Дворцовая стража не предприняла никаких попыток помешать мне выйти за ворота, которые вели через Змеиную стену в Сердце Сего Мира. Шаги наших обутых в сандалии ног, ступавших по мраморным плитам, отдавались эхом от Великой Пирамиды и многочисленных зданий поменьше. В опаловом свете раннего утра площадь, непривычно безлюдная, ибо на ней не было никого, кроме нескольких спешивших по своим делам жрецов, выглядела еще более огромной, чем обычно. Выйдя через западный проем в Змеиной стене, мы по улицам и переброшенным через каналы мостам направились к ближайшей пристани, где я взял дворцовое каноэ. Коцатль, под тем предлогом, что мне необходимо беречь силы для схватки, вызвался грести, хотя преодолеть нам предстояло лишь узкую полоску воды.
Наш акали уткнулся в берег у подножия поросшего лесом холма под названием Чапультепек, как раз в том месте, откуда к городу был переброшен акведук. С высокой скалы на нас взирали рельефные изображения Чтимых Глашатаев Ауицотля, Тисока, Ашаякатля и Мотекусомы Первого. Вторая лодка уже находилась там. Державший ее веревку юный дворцовый служитель указал вверх на склон и учтиво сказал:
– Он уже дожидается тебя в лесу, мой господин.
– Оставайся здесь, с этим юным оруженосцем, – велел я Коцатлю. – Скоро будет ясно, понадобишься ли ты мне еще или уже нет.
Заткнув обсидиановый кинжал за пояс, я взял в правую руку меч с обсидиановым лезвием, а в левую копье с обсидиановым наконечником, после чего поднялся на вершину холма и посмотрел вниз на лес.
Ауицотль тогда уже начал превращать эти беспорядочные заросли в парк, и хотя фонтанам, купальням, статуям и тому подобному предстояло появиться лишь через несколько лет, лес уже поредел. От него остались только невероятно древние, могучие кипарисы-ауеуеткве да ковер из трав и диких цветов, расстилавшийся под ними. Но рано утром этот подлесок скрывал туман, и создавалось впечатление, будто каким-то непостижимым образом волшебные кипарисы-великаны вырастали прямо из бледно-голубой дымки, поднимавшейся с земли в лучах восходящего солнца. Вздумай Чимальи припасть к земле где-то в этом мареве, он тоже стал бы для меня невидим.
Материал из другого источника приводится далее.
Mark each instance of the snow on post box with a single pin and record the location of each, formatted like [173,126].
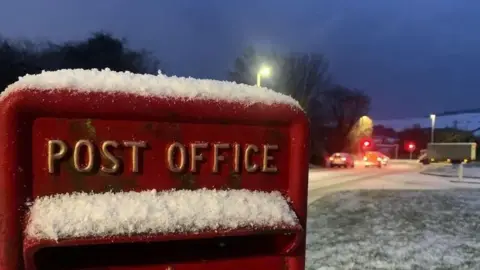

Однако стоило мне поднести к глазу топаз, я увидел, что мой противник, обнаженный, растянулся на толстой кипарисовой ветке, отходившей от ствола на высоте приблизительно в полтора моих роста.
В вытянутой правой руке, тоже прижатой к ветви, Чимальи держал макуауитль. На какой-то момент я растерялся. Что это за засада, которую так легко обнаружить? И почему он раздет?